Fragmento de um amuleto-pénis romano (Museu de Penafiel)
Para representar fisicamente o poder regenerativo do sol primaveril, o indivíduo antigo adotou a imagem da masculinidade, como símbolo desse poder sobrenatural e genésico. O boi/touro e o bode tornaram-se os arquétipos solares por excelência e os seus órgãos genitais símbolos supremos de culto. O falo era venerado em ereção: hierofania da divindade geradora de vida. O esplendor do vigor másculo é o agente ativo da fecundidade da terra, animais e dos seres humanos, e garante da prosperidade e dos prazeres.

O culto fálico tem origens longínquas, do tempo em que o indivíduo se apercebeu do seu valor em todos os processos produtivos. Pénis e vulvas formavam uma dupla iconográfica erguida nas planícies reconhecidos em menires e mamoas - os templos sagrados do Homem primitivo. O linga de Xiva retrata essa fusão: o falo do deus apoiado na vagina da deusa numa cópula de procriação perpétua. O hierogamos entre Vénus e Marte, de Ísis e Osíris, Freya e Frey é o reflexo do entendimento de que as atividades agrícolas estavam fundeadas na ação e vontade do sagrado, por isso criavam personificações sobre as quais depositavam os seus anseios.

Qualquer imagem priápica simboliza o orgasmo masculino, do qual brota a semente fertilizante. A runa Uruz  exprime a ideia de água seminal, associada à força do auroque, e vem logo a seguir a Fehu, a primeira runa do FUTHARK, sob a regência de Frey, o Priapo escandinavo, e senhor do gado e personificação dos raios solares. O falo é o princípio ativo, o canal do sémen, a coluna que sustenta o equilíbrio da natureza e da espécie humana. É calor, luz, por isso de natureza semelhante à do sol nascente, que faz despontar a semente.  
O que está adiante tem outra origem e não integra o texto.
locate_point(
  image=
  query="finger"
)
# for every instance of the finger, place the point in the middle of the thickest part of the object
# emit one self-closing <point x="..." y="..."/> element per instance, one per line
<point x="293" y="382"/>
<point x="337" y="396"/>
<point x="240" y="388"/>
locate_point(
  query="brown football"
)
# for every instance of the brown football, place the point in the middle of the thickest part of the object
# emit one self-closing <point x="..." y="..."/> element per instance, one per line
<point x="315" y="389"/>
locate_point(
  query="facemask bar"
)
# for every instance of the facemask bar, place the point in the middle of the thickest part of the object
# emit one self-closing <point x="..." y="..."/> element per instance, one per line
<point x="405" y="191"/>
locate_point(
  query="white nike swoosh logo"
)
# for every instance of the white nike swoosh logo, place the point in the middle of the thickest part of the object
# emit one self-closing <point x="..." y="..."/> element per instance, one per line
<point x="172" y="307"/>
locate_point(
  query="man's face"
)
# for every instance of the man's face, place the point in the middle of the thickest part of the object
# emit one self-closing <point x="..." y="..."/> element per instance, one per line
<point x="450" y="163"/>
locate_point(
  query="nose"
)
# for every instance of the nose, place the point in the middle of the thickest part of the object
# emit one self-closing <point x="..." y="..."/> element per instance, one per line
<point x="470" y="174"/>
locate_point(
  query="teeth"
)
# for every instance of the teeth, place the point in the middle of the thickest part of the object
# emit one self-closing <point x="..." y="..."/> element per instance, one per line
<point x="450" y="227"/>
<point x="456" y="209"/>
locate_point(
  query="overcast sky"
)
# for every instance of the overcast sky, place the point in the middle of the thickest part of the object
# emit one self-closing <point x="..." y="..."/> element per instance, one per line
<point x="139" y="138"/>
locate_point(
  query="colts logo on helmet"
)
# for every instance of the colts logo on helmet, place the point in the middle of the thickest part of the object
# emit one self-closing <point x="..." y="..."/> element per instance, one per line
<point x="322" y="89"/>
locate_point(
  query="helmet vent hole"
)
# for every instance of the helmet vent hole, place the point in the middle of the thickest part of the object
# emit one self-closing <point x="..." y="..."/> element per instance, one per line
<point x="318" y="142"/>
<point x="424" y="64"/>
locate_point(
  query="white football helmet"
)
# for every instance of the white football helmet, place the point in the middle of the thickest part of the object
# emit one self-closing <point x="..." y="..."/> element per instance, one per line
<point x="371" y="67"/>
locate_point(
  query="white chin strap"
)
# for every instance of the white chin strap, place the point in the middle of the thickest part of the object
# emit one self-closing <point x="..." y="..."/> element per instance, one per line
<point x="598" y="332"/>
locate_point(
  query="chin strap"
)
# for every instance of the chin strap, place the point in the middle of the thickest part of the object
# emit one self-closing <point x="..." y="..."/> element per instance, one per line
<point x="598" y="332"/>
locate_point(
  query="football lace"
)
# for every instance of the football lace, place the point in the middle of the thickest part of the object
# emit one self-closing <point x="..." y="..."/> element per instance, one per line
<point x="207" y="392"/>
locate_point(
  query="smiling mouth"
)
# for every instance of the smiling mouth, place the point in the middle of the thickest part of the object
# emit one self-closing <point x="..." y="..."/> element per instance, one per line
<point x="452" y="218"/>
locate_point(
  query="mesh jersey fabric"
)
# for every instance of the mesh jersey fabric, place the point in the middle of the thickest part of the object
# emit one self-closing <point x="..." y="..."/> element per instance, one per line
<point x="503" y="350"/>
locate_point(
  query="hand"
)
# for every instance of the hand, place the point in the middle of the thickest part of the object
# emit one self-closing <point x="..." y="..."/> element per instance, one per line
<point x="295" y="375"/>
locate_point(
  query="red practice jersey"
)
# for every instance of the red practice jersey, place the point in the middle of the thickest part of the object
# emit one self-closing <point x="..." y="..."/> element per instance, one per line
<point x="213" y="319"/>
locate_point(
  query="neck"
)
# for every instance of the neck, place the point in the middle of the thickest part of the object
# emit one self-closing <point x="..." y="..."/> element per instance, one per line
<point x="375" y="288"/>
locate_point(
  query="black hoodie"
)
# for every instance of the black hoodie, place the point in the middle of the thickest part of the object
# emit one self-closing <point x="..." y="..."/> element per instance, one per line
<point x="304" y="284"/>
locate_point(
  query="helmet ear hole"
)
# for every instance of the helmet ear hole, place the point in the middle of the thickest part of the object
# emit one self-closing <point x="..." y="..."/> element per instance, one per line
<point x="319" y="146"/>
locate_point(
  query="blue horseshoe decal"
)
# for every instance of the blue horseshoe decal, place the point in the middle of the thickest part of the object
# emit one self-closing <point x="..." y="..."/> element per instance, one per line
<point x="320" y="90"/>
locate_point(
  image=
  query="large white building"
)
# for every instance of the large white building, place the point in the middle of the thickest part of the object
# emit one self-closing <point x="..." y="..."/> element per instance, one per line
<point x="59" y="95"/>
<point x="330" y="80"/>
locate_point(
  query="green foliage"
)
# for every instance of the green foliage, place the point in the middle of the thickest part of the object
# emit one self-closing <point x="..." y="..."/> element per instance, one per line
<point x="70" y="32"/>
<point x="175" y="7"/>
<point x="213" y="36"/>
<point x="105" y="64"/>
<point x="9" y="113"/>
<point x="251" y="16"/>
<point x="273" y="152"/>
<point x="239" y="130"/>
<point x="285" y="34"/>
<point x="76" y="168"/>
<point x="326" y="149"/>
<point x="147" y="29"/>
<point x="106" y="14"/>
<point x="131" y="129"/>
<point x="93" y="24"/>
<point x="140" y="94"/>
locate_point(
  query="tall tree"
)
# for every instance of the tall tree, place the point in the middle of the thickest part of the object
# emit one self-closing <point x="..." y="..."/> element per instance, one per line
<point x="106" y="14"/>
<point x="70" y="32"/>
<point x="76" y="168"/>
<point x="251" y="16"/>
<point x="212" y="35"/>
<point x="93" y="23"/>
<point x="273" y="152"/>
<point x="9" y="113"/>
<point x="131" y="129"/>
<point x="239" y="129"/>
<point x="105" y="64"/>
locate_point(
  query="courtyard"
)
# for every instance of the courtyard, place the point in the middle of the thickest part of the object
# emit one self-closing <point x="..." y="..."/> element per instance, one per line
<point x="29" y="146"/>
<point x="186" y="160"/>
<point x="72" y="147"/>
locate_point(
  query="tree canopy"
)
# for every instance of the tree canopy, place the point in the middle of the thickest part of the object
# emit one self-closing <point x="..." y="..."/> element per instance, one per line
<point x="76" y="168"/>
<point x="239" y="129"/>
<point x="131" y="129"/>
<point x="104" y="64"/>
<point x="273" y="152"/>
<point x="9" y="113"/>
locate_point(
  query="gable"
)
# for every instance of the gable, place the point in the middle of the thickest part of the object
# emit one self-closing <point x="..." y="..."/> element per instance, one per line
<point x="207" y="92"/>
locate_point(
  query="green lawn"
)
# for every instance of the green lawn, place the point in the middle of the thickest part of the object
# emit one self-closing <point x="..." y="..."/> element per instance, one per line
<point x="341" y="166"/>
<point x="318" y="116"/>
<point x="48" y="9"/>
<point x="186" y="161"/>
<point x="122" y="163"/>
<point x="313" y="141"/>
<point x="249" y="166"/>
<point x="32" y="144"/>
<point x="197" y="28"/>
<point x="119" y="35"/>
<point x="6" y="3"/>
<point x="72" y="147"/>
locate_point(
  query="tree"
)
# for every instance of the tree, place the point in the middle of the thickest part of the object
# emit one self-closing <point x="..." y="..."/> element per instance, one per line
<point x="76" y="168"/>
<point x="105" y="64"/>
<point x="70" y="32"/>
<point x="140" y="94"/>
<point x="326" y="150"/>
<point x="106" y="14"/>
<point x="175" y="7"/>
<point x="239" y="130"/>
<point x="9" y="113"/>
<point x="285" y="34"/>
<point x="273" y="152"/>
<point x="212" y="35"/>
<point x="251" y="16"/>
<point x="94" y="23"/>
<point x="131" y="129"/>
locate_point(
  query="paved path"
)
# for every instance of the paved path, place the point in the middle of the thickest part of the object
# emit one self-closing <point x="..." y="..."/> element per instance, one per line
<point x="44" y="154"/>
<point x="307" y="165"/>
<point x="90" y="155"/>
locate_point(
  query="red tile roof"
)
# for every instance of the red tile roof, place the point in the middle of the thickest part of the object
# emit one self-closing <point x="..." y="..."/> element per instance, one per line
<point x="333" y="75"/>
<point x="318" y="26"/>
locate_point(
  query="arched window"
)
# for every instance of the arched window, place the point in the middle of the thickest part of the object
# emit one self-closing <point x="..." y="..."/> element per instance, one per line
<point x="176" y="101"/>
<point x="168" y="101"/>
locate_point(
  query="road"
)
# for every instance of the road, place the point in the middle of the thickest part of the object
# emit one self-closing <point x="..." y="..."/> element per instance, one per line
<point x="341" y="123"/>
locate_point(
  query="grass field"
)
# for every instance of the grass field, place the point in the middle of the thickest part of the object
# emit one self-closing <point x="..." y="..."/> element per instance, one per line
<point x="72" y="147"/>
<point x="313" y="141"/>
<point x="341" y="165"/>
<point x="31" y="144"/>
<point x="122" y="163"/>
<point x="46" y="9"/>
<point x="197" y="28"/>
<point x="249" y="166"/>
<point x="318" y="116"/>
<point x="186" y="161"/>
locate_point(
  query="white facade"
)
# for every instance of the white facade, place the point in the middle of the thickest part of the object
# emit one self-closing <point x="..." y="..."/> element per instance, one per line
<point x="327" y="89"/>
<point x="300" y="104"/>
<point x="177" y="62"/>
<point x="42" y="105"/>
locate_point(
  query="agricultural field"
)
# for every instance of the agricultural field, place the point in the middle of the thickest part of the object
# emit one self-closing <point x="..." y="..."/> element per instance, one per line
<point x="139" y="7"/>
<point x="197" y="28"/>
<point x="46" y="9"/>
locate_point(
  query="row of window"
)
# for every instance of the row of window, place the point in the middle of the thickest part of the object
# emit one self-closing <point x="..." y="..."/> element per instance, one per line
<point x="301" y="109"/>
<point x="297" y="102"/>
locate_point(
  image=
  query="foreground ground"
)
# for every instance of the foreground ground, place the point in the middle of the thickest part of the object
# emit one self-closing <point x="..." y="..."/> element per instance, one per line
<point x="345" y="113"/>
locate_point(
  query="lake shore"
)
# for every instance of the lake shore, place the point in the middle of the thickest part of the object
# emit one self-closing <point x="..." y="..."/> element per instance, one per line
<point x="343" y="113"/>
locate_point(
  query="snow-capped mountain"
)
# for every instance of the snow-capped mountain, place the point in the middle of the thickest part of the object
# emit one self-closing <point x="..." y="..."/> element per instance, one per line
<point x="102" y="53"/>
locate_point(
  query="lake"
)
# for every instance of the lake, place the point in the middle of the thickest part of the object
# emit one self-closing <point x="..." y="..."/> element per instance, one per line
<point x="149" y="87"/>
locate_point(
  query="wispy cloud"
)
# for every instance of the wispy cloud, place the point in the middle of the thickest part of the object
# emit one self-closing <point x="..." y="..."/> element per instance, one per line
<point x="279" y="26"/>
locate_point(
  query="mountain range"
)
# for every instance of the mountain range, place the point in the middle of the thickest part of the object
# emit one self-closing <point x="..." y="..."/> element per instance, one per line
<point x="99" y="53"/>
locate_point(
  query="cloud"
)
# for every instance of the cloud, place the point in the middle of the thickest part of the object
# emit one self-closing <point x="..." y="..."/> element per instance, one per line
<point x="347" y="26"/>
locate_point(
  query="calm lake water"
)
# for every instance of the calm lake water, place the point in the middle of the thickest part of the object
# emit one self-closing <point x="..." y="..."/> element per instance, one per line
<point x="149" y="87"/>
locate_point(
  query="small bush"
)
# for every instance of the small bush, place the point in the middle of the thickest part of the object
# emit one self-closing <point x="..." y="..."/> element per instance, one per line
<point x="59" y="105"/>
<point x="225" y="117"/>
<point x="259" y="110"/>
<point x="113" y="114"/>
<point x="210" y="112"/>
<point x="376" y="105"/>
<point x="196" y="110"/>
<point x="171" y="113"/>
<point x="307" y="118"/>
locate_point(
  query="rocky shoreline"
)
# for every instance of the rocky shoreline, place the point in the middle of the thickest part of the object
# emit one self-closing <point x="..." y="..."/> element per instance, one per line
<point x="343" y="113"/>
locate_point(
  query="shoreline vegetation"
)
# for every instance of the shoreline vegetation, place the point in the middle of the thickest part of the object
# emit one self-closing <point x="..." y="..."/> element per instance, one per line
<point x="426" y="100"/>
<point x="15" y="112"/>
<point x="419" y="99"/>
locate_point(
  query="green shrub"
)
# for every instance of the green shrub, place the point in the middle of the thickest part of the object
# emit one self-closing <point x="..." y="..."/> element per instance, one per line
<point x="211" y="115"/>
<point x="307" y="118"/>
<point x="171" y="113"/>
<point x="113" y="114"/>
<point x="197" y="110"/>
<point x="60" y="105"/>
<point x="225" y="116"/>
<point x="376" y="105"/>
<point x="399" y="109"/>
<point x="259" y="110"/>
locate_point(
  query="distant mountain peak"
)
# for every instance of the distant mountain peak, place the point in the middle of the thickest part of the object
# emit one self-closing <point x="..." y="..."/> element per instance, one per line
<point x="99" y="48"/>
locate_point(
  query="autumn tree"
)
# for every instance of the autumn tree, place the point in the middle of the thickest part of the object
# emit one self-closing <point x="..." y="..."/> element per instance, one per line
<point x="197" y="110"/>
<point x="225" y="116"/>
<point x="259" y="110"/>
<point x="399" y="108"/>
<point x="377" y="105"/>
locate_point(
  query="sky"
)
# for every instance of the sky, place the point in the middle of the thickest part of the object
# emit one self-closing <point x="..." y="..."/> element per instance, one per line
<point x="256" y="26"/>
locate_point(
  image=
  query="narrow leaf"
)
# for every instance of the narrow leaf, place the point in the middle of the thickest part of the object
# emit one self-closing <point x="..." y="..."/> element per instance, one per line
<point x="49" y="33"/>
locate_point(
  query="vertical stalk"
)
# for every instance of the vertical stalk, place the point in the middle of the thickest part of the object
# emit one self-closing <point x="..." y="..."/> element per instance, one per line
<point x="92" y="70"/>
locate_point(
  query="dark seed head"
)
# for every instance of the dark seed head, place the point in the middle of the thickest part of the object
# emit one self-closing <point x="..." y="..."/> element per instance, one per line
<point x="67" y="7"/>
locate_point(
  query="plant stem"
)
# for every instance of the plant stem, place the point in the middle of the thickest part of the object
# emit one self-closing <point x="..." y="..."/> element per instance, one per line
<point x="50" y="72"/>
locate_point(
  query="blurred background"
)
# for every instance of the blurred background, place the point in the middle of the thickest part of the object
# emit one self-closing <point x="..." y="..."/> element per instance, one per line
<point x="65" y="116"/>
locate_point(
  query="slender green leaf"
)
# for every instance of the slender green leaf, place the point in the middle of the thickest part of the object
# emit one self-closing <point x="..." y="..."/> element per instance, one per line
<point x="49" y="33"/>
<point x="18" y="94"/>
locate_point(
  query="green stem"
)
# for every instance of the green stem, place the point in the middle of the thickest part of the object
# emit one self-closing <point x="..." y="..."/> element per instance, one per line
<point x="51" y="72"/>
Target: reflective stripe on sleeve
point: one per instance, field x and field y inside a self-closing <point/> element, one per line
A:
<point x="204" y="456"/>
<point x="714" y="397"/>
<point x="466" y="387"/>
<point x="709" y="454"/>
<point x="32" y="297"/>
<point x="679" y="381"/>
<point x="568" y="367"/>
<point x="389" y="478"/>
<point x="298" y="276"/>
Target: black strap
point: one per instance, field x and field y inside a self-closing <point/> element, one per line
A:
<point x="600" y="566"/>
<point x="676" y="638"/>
A representação de Frey de pénis ereto foi o que nos restou do templo de Upsala, descrita por Adam de Bremen (numa fase tardia dos cultos escandinavos já rendidos à influência da estatuária dos deuses). A divindade Vanir simboliza a força fecundante do sol sobre a terra recetiva após o pousio do inverno e é também símbolo apotropaico, do mesmo modo que os amuletos-pénis usados profusamente pelos romanos para neutralizar o poder destrutivo do Invidus. O falo de Frey concentra um significado para lá do sexual: é igualmente uma arma que protege e combate as forças do caos. Ao abdicar do seu gládio - analogia material do seu falo - como dote de casamento com Gerda, Frey é obrigado a enfrentar Surt, Gigante do Fogo destrutivo, com uma haste de veado, animal solidário às forças solares

O pénis tem a mesma força triunfante do sol, o mesmo poder de conquista da vida. Isto não legitima, porém, os comportamentos do pseudo sexo forte. O pénis não passa de um órgão solitário e estéril quando o homem o assume como estandarte da sua superioridade sobre a mulher. Nem o homem, nem a mulher se anulam: o pénis e a vulva complementam-se, dialogam, trocam impressões de como caminharem como companheiros de uma longa e eterna viagem. 

A inteligência é assexual. O pénis não pensa, apenas reage. A vulva não pensa, apenas entrega-se à sensação. E quando formos capazes de os percebemos como partes do nosso desenvolvimento e autodescoberta, então, sim, serão ótimos instrumentos da nossa inteligência.